Hugh Masekela – Review
The Guardian
By Dave Simpson
“When I look at the time I have left,” Hugh Masekela told the Guardian last week, “I have to hurry up.” This may explain why the great South African trumpeter is such a bundle of energy on stage. Apparently aged 71 (you would never believe it), he performs for two hours, causing much amusement with his “man climbing imaginary rope” dancing. He has even learned a Newcastle dialect. “Hello Gits Heed!” he bellows, embarking on a surreal tale of how he was actually a Geordie who was swept up by a storm to a land of lions and walruses. “In the townships, one of the greatest delicacies was a goat’s head, so I was very excited to come here,” he continues, to uproar.

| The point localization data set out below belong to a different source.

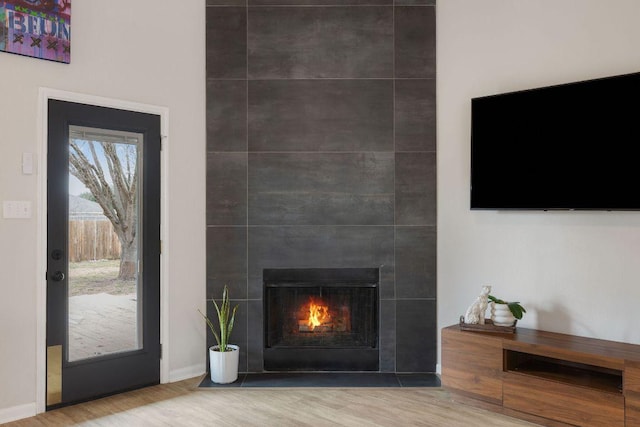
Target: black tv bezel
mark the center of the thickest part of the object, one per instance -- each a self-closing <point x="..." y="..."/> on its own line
<point x="502" y="206"/>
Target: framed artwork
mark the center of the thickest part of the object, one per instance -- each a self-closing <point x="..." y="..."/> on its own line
<point x="36" y="28"/>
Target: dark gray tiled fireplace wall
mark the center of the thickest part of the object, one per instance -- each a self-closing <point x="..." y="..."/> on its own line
<point x="321" y="153"/>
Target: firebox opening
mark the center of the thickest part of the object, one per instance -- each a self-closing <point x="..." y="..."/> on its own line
<point x="321" y="319"/>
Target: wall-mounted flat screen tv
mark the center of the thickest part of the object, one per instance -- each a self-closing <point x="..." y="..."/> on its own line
<point x="568" y="146"/>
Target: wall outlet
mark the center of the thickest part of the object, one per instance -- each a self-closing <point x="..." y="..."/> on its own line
<point x="16" y="209"/>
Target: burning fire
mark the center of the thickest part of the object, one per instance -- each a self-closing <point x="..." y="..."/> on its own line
<point x="318" y="315"/>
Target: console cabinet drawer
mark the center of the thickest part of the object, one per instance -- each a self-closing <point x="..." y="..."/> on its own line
<point x="632" y="409"/>
<point x="472" y="364"/>
<point x="632" y="376"/>
<point x="566" y="403"/>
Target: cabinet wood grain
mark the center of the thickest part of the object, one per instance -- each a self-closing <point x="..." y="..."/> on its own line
<point x="472" y="364"/>
<point x="561" y="402"/>
<point x="551" y="378"/>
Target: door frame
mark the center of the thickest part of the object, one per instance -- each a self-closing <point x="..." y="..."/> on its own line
<point x="44" y="95"/>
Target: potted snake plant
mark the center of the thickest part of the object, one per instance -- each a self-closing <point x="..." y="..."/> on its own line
<point x="223" y="357"/>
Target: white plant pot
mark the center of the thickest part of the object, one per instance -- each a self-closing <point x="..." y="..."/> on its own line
<point x="224" y="364"/>
<point x="501" y="315"/>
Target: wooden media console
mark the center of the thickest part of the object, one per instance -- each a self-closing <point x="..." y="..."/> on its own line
<point x="549" y="378"/>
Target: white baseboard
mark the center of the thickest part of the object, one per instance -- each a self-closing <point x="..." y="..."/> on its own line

The same indefatigable energy accompanies his playing, as his remarkable tones power a mostly young band through jazz, funk, rock and soul and the Afrobeat/hi-life that inspired everything from Paul Simon’s Graceland to Vampire Weekend. The grooves are so infectious that even the venue’s stewards are dancing.
Masekela seems to speak through his horn – conveying every imaginable sound and emotion – and uses his voice in a similar way. The extraordinarily intense Coal Train sees him mimicking the steam engines that carried forced labour to Johannesburg, complete with a perfect “toot toot!” Apartheid may be no more, but his entertaining, educational songs resonate with tales of jailed campaigners. He touches on the environment and this week’s student riots, joking how “noisy” the British are, before mentioning people who are “running from men and women who they voted into power and have now forgotten about them”.
But he doesn’t linger, storming into Bob Marley’s Africa Unite, asking if “Gits Heed” would like some more.